Pay-­as-you-go data integration for bio-informatics (PayDIBI)

Scientific research in bio-informatics is often data-driven and supported by biological databases. The Nucleic Acids Research Journal's collection alone of publicly available and free on-line biological databases contains 1330 databases growing by about 5-8% each year. Information contained in biological databases includes gene function, structure, localization, clinical effects, similarities collected from scientific experiments and computational analyses.

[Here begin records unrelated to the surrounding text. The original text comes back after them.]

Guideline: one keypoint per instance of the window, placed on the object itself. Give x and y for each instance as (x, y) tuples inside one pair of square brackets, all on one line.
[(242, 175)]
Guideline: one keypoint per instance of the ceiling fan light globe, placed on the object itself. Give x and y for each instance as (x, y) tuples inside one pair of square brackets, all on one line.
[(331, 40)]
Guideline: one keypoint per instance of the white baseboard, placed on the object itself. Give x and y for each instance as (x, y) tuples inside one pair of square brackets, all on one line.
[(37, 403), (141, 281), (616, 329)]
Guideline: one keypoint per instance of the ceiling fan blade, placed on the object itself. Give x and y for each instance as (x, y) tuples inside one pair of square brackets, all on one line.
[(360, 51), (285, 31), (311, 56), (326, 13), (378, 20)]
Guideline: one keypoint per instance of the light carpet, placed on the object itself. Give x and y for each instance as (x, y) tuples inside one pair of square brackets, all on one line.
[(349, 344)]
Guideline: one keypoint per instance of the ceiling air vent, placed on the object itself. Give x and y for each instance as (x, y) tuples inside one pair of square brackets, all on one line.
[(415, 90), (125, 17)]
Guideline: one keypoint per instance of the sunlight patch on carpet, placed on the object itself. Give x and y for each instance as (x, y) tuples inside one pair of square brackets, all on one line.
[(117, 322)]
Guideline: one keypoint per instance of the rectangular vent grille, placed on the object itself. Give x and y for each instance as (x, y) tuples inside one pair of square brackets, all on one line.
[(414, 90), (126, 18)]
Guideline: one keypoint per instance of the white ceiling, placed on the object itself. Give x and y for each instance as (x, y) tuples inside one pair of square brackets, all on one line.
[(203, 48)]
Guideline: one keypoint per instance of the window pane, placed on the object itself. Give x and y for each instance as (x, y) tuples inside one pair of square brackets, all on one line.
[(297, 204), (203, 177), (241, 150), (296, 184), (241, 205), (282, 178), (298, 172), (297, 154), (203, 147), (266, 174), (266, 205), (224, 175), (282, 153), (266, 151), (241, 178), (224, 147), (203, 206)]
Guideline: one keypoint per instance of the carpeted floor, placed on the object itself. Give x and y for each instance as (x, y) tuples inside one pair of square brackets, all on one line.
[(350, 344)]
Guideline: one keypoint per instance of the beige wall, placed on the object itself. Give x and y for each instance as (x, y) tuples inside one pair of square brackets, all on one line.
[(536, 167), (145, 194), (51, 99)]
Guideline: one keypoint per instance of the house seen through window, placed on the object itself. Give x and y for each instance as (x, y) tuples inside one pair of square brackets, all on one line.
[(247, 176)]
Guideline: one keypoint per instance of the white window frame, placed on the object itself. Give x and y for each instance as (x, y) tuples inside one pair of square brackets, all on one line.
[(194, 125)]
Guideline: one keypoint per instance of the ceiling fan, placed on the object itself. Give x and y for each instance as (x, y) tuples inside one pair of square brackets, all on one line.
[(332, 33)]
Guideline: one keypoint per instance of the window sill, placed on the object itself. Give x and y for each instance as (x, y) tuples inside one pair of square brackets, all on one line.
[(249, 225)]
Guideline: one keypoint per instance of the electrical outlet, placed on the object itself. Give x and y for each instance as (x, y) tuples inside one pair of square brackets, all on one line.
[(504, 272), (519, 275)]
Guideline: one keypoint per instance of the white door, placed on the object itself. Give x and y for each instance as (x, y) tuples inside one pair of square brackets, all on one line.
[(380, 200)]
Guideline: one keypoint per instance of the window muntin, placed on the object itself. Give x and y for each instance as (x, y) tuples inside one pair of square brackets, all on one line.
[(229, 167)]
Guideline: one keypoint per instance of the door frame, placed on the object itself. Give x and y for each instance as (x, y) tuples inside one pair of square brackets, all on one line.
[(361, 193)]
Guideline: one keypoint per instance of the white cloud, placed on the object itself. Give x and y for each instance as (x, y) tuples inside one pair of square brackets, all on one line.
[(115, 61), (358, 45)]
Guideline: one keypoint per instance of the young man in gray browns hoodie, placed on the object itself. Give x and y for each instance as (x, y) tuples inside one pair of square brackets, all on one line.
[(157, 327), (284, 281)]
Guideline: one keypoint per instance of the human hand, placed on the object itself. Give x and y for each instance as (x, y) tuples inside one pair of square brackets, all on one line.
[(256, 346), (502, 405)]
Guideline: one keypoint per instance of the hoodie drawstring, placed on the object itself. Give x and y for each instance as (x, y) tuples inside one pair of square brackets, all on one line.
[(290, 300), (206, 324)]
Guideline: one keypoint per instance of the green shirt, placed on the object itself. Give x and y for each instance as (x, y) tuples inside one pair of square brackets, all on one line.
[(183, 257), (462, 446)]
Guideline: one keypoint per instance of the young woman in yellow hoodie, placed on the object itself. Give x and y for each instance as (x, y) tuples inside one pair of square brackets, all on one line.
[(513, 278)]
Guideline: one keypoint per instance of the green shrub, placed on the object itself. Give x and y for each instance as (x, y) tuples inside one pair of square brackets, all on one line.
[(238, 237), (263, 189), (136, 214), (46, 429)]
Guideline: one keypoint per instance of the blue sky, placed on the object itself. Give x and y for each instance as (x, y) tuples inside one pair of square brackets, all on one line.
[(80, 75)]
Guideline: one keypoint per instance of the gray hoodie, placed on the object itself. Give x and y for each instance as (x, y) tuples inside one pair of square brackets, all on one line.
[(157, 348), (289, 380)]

In a growing number of research projects, researchers like to ask questions that require the combination of information from more than one database. Combining information from several biological databases can be a painstaking process, because of many reasons such as errors, imprecision, (evolving) opinions and consensus, conflicts and ambiguities in overlapping data, and other data quality and trust problems. As a consequence, much effort is necessarily devoted to low-level data coupling and integration tasks significantly slowing down the process of scientific discovery. One estimate is that in scientific workflows 30% of all the tasks are data transformation tasks.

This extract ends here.